Pomodoro Technique Disadvantages

Here is my small list.

It makes you focus on the endpoint instead of the process

Anything involving timers and alarms gives a sense of false urgency. Whenever I use the Pomodoro technique, I would always have to think about when the focus period would end.

You’re working focused on the endpoint instead of just being free to explore the task. Sometimes you look at the timer, and you think, “x minutes is left, I gotta do something to fill in that time with whatever activity that can pass as work,” which is basically cheating and takes your focus away from what you are supposed to be doing.

It turns the process into a chore

They say loving your work is a ticket to exploitation. But would you rather not love your work and be exploited, or love it and be exploited? I bet you would pick the latter. Things are simply better when we enjoy doing them. It makes us value them more.

The Pomodoro technique, by taking your focus away from the process, turns your tasks into a chore. Instead of doing a task and seeing what happens, you just want to do y in x minutes. That is a totally different mindset.

Interrupts flow

The Pomodoro technique interrupts flow because every time you take a break is an opportunity for you to lose your momentum and this has happened to me.

Sometimes I would be working on something, and I would be into it. Then the alarm would go off and  I would have to take a break. Man, that would be a bummer! You can say I didn’t have to, but the point was preserving mental energy so I could be productive overall.

I would just think, “I wanna keep working on this until I crash! I’m in the zone! The freaking zone!” This is what psychologists call the flow state.

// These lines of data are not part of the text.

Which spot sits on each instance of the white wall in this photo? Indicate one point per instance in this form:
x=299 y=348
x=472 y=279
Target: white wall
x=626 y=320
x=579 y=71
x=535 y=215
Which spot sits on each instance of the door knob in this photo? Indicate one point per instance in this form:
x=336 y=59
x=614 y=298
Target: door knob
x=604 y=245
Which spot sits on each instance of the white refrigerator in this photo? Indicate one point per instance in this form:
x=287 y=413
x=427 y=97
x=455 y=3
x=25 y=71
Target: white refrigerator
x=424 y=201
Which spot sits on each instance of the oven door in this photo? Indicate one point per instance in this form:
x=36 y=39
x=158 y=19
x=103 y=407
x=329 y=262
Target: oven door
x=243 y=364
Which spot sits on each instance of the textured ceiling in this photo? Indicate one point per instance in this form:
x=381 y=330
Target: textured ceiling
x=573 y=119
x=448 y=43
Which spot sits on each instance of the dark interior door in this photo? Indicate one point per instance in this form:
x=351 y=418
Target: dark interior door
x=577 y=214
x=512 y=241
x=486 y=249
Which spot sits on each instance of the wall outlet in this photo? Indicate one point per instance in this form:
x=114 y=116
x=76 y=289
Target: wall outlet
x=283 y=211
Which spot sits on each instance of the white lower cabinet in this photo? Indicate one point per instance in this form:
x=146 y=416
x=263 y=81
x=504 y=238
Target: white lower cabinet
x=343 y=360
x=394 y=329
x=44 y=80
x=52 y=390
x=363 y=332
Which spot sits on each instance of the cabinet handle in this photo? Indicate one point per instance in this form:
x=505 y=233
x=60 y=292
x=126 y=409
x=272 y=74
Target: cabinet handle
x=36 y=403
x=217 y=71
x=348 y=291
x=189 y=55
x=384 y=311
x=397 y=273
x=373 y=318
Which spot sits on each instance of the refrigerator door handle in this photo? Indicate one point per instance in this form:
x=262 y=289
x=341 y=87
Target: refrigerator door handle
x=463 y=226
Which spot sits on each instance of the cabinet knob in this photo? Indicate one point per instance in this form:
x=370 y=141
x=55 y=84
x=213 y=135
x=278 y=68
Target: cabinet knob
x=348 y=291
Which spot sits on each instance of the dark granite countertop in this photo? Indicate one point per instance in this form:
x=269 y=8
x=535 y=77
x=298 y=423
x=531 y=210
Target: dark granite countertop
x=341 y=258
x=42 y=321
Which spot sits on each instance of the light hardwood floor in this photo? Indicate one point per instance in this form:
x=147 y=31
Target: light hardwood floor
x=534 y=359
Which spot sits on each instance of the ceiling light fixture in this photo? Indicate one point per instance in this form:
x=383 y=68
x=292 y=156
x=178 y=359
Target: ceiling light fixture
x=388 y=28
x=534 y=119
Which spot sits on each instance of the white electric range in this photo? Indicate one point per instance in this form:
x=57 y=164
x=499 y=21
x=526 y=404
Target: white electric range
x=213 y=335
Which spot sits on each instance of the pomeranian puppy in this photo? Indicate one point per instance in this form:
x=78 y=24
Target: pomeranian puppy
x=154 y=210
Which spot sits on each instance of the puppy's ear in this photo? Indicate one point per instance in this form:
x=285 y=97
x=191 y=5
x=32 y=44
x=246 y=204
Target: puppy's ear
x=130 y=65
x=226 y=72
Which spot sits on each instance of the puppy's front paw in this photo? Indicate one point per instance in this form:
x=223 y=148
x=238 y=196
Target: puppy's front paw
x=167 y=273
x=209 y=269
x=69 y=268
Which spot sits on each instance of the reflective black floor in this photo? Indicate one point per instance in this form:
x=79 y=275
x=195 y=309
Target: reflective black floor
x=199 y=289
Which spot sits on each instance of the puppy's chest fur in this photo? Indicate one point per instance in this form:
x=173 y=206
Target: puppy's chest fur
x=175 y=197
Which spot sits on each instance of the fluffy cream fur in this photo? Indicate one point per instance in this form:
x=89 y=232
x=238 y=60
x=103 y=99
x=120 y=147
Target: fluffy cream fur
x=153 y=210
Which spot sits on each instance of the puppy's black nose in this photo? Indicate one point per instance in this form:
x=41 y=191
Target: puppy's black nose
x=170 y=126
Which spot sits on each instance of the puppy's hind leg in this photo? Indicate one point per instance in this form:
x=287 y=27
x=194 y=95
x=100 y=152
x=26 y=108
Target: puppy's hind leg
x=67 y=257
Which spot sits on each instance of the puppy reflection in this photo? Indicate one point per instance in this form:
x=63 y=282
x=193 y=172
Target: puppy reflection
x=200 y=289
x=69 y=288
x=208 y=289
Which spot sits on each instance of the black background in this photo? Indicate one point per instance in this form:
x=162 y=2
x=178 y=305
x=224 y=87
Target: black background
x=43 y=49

That state of joyful work is so sweet and powerful that I recommend smashing your timer and burning all the energy you have to offer. Some people are going to say it’s dangerous; that I should take a break for my mental and physical wellbeing, and other stuff like that. And I agree.

The reason why I feel strongly about exploiting those moments of high engagement is because you will get a lot done, and your body will tell you when you need a break. Trust the body, it knows what it’s doing. As I write this, my body is telling me I am thirsty, that is an opportunity to get up and take a small break. I will walk to the kitchen, pour myself a glass, and come back to my desk. Next time I will be tired and I will open up a tab, watch Bloomberg or read news sites.

The flow state often comes to me when I stop thinking about time, benchmarks, deadlines and just sit down and focus on the process of doing the job and doing the job well. The first 5 minutes may suck, but something just clicks, and you couldn’t remove me from my laptop with a crowbar. And I love that!

Final Thoughts

In the end, no model or technique is inherently bad or faulty. I think the Pomodoro technique works for a lot of people. It has worked for me in circumstances where I was working on multiple projects and I needed to keep tabs on all of them or put in equal amounts of effort. But I tend to produce more when I’m highly focused on one task, and I just let myself get lost in it for as long as possible. That generally lasts for about three hours and then I deflate. That block does not occur in one go without any interruptions or short breaks where I have to drink water or something. In the end, I’m pretty much exhausted and down for the day, which is pretty disappointing because I would love to get more out of my time.